Других объяснений быть и не может, тем более что Катерина открыто, едва ли не демонстративно хвасталась передо мной своими серьгами. Впрочем, меня это уже мало заботило. После таких открытий эмоции заглушили всё, напрочь отключив способность думать. Лицо моё полыхало от стыда, от чувства вины — от всего сразу.
А в груди тошнотворно медленно расползалась безобразно кровоточившая рваная рана.
Неужели в жизни так всегда бывает?.. Стоит тебе ухватить неверное счастье хотя бы за кончик хвоста, и в следующий момент тебе в лицо уже скалится уродливая морда последствий. Мол, что, Миронова, любви большой и чистой захотела? На вот, лови, не захлебнись.

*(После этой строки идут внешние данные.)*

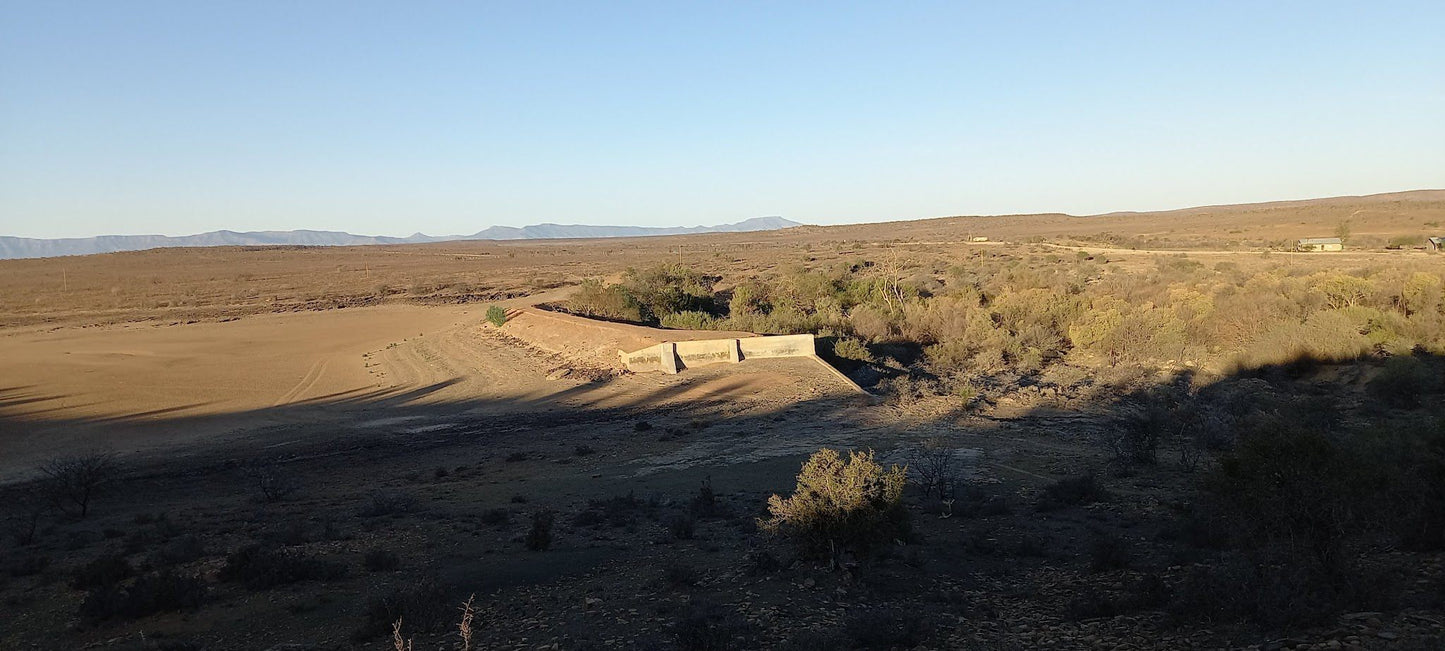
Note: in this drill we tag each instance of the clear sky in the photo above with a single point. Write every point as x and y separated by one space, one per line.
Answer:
136 117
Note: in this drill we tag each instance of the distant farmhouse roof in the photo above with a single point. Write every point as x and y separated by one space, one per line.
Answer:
1320 244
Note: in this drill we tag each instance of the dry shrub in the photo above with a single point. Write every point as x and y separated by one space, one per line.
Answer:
604 302
148 595
841 507
75 481
260 568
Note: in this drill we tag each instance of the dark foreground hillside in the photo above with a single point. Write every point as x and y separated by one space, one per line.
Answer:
1282 507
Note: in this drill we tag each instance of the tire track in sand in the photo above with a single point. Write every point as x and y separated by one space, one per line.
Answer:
307 381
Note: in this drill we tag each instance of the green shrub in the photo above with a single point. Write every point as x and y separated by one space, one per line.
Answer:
380 560
851 348
1403 380
604 302
1074 491
841 505
424 606
889 627
103 572
689 321
148 595
259 568
539 537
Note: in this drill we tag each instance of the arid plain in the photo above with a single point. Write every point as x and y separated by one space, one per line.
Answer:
334 439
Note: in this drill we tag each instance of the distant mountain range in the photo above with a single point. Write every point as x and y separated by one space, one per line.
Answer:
25 247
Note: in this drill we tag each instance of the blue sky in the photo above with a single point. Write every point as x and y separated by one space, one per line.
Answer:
133 117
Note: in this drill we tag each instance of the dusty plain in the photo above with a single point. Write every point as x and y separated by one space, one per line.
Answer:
369 377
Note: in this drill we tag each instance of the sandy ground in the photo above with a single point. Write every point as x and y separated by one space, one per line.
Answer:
275 380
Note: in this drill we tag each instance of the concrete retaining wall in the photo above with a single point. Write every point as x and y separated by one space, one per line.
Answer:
782 345
710 351
684 354
663 357
675 355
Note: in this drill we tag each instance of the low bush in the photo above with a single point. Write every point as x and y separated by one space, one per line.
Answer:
75 481
28 565
103 572
681 526
679 575
497 315
148 595
387 503
841 507
704 627
496 517
539 537
270 481
425 606
1110 553
889 627
705 503
1074 491
259 568
1403 380
182 549
380 560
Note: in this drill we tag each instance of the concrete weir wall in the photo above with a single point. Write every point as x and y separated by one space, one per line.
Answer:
672 357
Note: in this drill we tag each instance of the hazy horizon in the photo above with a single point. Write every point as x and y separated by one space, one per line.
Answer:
385 120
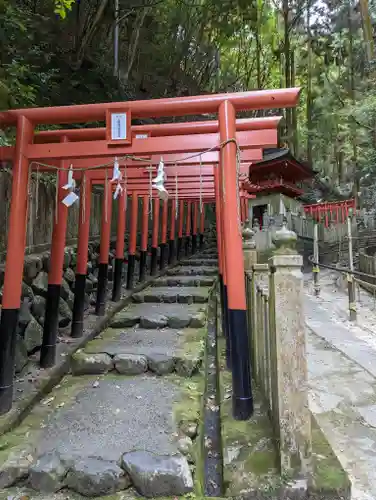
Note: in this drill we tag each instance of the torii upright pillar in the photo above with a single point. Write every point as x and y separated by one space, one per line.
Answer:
14 262
154 240
144 236
163 245
119 259
132 242
55 274
237 309
172 253
100 306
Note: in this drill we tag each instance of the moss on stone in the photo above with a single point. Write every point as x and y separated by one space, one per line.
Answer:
250 458
28 431
328 473
192 343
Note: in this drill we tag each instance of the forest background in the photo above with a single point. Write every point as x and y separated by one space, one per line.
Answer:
58 52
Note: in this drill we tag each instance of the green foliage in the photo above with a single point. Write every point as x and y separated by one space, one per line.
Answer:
186 47
62 6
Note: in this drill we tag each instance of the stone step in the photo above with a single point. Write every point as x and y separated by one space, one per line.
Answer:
135 351
199 262
173 294
184 281
192 271
125 423
82 440
161 316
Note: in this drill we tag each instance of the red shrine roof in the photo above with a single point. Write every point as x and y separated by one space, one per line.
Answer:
279 163
278 172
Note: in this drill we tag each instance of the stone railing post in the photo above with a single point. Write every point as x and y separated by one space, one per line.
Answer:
259 280
290 413
249 246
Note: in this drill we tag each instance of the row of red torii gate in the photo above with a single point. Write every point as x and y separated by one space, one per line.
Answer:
204 162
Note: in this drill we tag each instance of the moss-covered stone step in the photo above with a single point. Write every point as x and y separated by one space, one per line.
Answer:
192 271
184 355
181 295
183 281
251 459
97 437
161 316
199 262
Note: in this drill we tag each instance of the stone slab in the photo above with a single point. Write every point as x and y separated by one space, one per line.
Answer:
172 294
160 316
321 323
138 341
115 417
199 262
192 271
181 281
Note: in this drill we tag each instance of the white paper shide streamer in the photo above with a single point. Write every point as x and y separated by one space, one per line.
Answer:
70 186
158 182
117 176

И что-то ещё жгло внутри, не отпускало, будто требовало обдумать всё это лучше, но куда там — я словно провалилась в громадную чёрную яму. А Катерина с довольным видом смотрела на меня сверху вниз, словно несказанно радовалась, что я в эту яму наконец угодила.
И стало так больно… больно-больно — прямо в самой середине меня, в самом центре. Не в сердце даже, а где-то глубже.
Мне нужно уехать. Сейчас. Я и минуты здесь больше не вынесу.
Просто умру.
Мне нужно уехать.
— …если хотите.
Я не сразу поняла, что она обращается ко мне. И тем более не сразу сообразила, почему:
— Простите?..
— Ну, вы твердите, что вам надо уехать, — Катерина смотрела на меня, как на помешанную. — Могу устроить.
— К-как?
— Ну, мы приехали на двух авто. Обе машины ещё тут. На площадке, в другой стороне от пристроек. С водителем я всё улажу. Да и пока там вся возня закончится, авто десять раз успеет вернуться.
Я не раздумывала. Мне нужно было как-то спастись. Как-то спасти то, что ещё от меня оставалось.
Жжение в груди разгоралось, и я начинала опасаться, что моя сердечная боль — угроза не фигуральная, а самая что ни на есть настоящая.
— Пожалуйста, — только и смогла выдавить я из себя. — Пожалуйста, помогите с авто.
А через десять минут никем не замеченный джип резво вырулил с площадки и помчался прочь от горного коттеджа к перевалу, увозя меня из того места, название которого теперь звучало для меня как жестокая насмешка.
Глава 36
Если сильно, очень сильно обжёгся, тебе и в голову не придёт тревожить свой ожог. По крайней мере, какое-то время. Так и я по пути домой просто физически не могла обдумывать случившееся. Не могла заставить себя подступиться к этой ситуации, повертеть её в голове и так, и эдак. Задуматься, верны ли мои выводы.
Стоило только хоть краешком мысли задеть произошедшее, и на меня тут же принималось скалится довольное лицо Катерины, будто бросало мне вызов, мол, что, Миронова, сейчас возьмёшься убеждать себя, что всё не так поняла? Что ситуация не настолько безнадёжна? Что на самом деле чудеса случаются? Ну давай, попробуй. А я посмотрю, как у тебя это получится.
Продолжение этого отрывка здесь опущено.